Haste thee, escape thither; for I cannot do any thing till thou be come thither. Therefore the name of the city was called Zoar.
The sun was risen upon the earth when Lot entered into Zoar.
Then the LORD rained upon Sodom and upon Gomorrah brimstone and fire from the LORD out of heaven;
And he overthrew those cities, and all the plain, and all the inhabitants of the cities, and that which grew upon the ground.
But his wife looked back from behind him, and she became a pillar of salt.
And Abraham gat up early in the morning to the place where he stood before the LORD:
And he looked toward Sodom and Gomorrah, and toward all the land of the plain, and beheld, and, lo, the smoke of the country went up as the smoke of a furnace.
And it came to pass, when God destroyed the cities of the plain, that God remembered Abraham, and sent Lot out of the midst of the overthrow, when he overthrew the cities in the which Lot dwelt.
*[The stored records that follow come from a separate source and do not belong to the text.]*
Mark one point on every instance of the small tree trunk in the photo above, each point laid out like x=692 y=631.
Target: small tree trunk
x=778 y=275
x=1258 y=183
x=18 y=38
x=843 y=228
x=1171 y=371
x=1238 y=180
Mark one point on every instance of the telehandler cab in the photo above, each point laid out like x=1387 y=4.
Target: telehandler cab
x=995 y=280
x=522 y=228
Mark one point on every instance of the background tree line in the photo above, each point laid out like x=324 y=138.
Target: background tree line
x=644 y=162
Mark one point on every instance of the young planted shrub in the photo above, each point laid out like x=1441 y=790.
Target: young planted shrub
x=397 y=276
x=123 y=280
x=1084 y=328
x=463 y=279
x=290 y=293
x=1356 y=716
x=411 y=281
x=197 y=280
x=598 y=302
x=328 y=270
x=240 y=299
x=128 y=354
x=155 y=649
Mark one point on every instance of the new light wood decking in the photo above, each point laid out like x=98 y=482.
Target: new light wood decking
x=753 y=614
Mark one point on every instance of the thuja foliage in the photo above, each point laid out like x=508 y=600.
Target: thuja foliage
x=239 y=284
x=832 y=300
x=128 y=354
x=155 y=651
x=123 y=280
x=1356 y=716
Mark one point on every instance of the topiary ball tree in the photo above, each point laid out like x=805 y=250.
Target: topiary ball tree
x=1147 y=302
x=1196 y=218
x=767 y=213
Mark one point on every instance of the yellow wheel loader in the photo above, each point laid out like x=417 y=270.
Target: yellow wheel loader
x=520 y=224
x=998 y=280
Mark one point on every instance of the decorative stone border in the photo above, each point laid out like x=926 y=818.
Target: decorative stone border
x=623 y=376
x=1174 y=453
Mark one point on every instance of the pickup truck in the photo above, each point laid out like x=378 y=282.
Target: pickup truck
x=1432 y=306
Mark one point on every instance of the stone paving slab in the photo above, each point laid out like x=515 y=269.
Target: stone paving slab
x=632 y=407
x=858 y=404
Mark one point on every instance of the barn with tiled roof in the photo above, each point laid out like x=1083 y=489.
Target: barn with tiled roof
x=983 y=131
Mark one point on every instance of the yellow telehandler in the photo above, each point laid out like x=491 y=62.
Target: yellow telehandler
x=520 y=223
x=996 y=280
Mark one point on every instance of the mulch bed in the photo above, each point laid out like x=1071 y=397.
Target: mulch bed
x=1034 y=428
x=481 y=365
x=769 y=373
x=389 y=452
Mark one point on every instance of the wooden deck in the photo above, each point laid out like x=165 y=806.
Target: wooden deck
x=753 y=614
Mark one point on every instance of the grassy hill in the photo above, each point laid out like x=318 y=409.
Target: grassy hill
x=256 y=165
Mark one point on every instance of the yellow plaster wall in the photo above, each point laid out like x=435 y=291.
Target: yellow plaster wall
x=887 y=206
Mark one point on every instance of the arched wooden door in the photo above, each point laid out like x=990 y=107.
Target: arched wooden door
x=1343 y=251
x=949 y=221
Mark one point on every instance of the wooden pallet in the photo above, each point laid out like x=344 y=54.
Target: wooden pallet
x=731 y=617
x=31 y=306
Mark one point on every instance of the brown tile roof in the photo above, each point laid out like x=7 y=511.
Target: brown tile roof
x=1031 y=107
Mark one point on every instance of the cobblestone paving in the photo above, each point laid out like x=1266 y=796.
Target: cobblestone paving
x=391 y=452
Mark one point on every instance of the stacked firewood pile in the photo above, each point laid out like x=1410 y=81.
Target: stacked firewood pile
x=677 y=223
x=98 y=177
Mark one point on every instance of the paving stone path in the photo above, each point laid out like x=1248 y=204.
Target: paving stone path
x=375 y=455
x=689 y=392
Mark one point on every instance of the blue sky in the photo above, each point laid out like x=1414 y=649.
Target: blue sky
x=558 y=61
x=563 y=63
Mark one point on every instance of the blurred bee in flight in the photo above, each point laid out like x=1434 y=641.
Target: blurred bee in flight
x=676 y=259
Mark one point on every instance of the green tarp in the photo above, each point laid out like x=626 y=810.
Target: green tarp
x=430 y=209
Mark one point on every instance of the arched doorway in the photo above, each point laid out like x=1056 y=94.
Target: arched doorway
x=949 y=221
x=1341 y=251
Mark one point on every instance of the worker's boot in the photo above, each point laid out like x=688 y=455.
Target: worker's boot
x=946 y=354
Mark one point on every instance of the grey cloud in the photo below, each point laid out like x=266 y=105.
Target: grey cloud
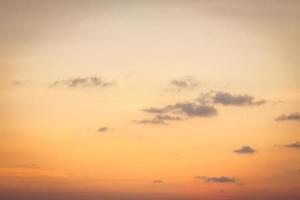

And Lot went up out of Zoar, and dwelt in the mountain, and his two daughters with him; for he feared to dwell in Zoar: and he dwelt in a cave, he and his two daughters.
And the firstborn said unto the younger, Our father is old, and there is not a man in the earth to come in unto us after the manner of all the earth:
Come, let us make our father drink wine, and we will lie with him, that we may preserve seed of our father.
And they made their father drink wine that night: and the firstborn went in, and lay with her father; and he perceived not when she lay down, nor when she arose.
And it came to pass on the morrow, that the firstborn said unto the younger, Behold, I lay yesternight with my father: let us make him drink wine this night also; and go thou in, and lie with him, that we may preserve seed of our father.
And they made their father drink wine that night also: and the younger arose, and lay with him; and he perceived not when she lay down, nor when she arose.
Thus were both the daughters of Lot with child by their father.
And the firstborn bare a son, and called his name Moab: the same is the father of the Moabites unto this day.
And the younger, she also bare a son, and called his name Benammi: the same is the father of the children of Ammon unto this day.